KUALA LUMPUR: Media Prima Bhd has announced that a partnership with tech giant Google, which owns YouTube, could replace tonton as a more efficient content delivery method in the future, according to the group’s managing director Datuk Kamal Khalid.

“That is a possibility,” he said when asked if YouTube could be a more efficient delivery channel replacing its tonton video streaming service.

“One of the things which we, at the moment, are looking at is the number of hours viewed in terms of subscription, and we have seen a bit of an uptick for tonton over the last three months or so. There is still value in that method of delivery, but whether or not it is something which [we want to keep based on the overall landscape] is something that we want to review from time to time,” Kamal said in a question and answer session following the launch of its video content on YouTube via its “Player for Publishers” service yesterday.

Nonetheless, at this point in time, he noted that tonton is targeting a different audience.

“For some of the exclusive content, it will still sit on tonton. But you raised a good point. I think eventually we probably have to decide what is the most efficient model in terms of getting content out to the public,” he said, adding that the partnership with YouTube is a good first step in the digital push to reach a wider audience.

Recall that tonton, an over-the-top streaming service that was first introduced in 2010, has since included a subscription income model for its relaunched video-on-demand service. Based on its latest annual report for the financial year ended Dec 31, 2017, tonton had over 7.6 million registered users and continued to grow by 15,000 users weekly.

An analyst, who agreed to only comment on the condition of anonymity, said that it is likely that tonton would be replaced, given that the cost savings from shifting content to YouTube would be huge, and the cash burn rate of tonton is about RM30 million per annum.

With the collaboration, all Media Prima’s video content would be available on YouTube, enabling it to reduce costs by embedding YouTube’s video player across its platforms while giving audience a better viewing experience across multiple devices.

Kamal noted that this move would allow Media Prima to generate sustainable revenue through programmatic advertising, one of the fastest-growing digital revenue segments.

“The simplest way to do it is that the more people watch your content, the more opportunities we get to sell our inventories to advertisers. There is a commercial arrangement where we share the revenue derived from advertising sales,” he explained.

Media Prima has seen its digital revenue grow at a double-digit rate over the last couple of years, and the latest collaboration could continue to drive growth moving forward.
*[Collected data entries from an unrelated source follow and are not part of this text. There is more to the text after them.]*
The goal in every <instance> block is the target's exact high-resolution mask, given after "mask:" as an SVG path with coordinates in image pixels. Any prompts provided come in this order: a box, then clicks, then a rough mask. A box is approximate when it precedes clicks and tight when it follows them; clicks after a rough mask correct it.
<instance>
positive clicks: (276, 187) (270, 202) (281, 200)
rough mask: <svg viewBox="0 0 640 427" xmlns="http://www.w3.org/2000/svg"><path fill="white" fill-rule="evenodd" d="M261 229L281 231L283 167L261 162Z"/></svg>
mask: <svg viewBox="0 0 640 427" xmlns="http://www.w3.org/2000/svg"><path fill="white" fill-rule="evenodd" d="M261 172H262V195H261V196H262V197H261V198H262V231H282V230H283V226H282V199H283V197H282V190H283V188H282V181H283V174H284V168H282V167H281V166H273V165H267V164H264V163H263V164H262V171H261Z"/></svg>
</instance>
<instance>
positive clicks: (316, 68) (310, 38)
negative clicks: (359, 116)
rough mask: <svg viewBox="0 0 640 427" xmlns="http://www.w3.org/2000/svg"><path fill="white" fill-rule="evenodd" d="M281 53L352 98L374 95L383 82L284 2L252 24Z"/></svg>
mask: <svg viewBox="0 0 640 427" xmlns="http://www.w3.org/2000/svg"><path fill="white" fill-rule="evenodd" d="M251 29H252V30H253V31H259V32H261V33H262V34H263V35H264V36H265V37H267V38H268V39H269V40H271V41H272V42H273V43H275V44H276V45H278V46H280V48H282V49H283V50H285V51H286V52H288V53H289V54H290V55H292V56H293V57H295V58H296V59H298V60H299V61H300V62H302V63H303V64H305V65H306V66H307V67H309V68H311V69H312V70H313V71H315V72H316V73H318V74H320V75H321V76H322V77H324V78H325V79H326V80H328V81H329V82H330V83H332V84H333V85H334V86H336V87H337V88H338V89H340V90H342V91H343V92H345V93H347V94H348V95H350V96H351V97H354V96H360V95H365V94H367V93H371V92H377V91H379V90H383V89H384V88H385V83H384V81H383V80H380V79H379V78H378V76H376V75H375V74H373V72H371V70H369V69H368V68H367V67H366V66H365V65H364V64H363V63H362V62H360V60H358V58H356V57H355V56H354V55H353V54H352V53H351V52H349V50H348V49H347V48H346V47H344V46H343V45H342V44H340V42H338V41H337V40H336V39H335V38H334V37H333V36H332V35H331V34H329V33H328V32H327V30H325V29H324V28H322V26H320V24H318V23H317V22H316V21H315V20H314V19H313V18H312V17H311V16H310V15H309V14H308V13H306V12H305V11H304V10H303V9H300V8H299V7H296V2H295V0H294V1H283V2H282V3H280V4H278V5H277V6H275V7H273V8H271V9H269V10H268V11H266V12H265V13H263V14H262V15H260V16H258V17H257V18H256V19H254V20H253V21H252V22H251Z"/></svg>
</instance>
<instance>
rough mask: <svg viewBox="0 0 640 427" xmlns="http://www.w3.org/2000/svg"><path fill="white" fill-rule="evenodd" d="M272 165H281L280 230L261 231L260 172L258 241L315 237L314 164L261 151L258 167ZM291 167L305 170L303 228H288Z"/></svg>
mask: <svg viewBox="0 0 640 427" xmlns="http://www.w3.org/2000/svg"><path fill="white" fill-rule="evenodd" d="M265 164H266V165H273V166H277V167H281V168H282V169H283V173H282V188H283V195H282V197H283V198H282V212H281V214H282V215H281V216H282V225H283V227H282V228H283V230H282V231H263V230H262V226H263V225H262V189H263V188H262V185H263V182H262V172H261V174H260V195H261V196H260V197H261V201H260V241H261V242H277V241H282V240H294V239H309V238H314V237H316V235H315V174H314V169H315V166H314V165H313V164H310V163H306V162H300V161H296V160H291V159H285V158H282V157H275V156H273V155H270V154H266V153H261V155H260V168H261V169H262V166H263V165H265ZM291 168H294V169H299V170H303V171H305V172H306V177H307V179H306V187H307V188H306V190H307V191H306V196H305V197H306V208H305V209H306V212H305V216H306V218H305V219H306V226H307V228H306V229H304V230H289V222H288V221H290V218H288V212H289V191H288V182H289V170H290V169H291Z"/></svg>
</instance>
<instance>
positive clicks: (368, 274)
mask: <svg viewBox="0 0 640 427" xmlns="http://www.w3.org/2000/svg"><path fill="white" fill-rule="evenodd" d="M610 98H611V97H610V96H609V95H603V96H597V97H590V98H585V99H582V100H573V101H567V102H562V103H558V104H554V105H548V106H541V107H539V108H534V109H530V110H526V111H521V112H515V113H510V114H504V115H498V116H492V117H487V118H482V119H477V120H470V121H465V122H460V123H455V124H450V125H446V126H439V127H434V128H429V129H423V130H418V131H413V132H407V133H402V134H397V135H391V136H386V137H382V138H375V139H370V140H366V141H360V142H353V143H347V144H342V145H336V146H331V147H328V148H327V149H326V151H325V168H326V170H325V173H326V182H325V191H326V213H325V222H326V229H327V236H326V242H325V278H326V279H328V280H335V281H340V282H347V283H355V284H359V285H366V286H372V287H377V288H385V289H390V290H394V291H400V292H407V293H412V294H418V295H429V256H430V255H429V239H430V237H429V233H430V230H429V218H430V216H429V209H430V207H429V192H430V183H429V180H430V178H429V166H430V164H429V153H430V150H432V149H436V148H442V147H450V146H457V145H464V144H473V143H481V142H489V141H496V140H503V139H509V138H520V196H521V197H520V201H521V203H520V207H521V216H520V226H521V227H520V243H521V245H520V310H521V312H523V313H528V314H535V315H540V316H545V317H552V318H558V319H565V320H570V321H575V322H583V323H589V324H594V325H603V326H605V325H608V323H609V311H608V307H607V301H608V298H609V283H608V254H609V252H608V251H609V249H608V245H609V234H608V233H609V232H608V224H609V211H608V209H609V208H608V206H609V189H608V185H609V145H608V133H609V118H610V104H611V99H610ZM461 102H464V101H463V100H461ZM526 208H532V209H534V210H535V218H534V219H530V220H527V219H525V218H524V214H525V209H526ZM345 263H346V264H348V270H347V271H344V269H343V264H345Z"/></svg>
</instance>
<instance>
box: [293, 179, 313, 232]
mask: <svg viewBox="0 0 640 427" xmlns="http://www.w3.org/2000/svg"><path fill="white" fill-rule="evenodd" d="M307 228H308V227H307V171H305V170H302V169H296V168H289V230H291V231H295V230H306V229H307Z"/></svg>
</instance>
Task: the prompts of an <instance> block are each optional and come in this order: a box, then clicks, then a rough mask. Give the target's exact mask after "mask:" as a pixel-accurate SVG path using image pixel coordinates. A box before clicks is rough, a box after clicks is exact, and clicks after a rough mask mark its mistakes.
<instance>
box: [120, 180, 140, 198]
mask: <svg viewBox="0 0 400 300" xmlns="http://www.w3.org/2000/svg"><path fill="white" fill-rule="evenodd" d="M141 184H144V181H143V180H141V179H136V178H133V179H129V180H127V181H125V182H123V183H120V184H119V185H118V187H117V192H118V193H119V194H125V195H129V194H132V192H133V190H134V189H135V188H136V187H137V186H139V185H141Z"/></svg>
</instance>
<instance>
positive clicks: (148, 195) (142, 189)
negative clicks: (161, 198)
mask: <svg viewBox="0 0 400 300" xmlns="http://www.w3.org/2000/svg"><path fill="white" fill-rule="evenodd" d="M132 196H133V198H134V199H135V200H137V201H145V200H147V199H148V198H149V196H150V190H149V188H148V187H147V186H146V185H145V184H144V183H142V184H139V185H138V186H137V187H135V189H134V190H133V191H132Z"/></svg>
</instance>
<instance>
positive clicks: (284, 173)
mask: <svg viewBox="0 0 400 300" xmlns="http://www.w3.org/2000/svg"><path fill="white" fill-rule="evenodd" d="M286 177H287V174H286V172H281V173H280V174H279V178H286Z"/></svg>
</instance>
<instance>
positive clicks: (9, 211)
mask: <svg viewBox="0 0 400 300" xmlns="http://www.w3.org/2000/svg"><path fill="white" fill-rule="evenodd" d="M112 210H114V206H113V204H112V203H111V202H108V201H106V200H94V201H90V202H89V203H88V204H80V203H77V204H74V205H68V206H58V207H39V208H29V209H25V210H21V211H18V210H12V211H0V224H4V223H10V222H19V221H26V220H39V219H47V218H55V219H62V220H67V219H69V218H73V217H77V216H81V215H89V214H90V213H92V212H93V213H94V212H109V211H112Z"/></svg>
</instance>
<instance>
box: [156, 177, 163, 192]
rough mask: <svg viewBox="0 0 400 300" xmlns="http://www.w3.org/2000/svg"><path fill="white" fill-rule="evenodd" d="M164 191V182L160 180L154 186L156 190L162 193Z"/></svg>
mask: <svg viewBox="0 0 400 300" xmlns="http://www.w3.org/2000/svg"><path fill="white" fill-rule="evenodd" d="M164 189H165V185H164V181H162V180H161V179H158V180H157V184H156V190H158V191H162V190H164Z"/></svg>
Aside from growing its revenue, Kamal also believes that Media Prima could leverage on Google’s strong analytics strength to improve the quality of its content.

On this note, Google Malaysia, Vietnam, Philippines and new emerging markets managing director Sajith Sivanandan agreed, saying that more than 50% of rural Malaysians would turn on YouTube every single day, and with the relevance of local content by Media Prima, the collaboration could help to supercharge the Malaysian YouTube scene.

Media Prima is the first media group in Malaysia to use YouTube’s Player for Publishers service, which was launched in 2015 in Europe and is now used by more than 100 publishers in 25 countries.

At closing yesterday, Media Prima’s share price gained 2.75% or 1.5 sen to 56 sen, with about 1.2 million shares traded, giving it a market capitalisation of RM621.2 million. Compared to a year ago, its share price has fallen by 30.43% but has seen a recovery since bottoming at 28 sen on May 15 — its lowest level since 2003.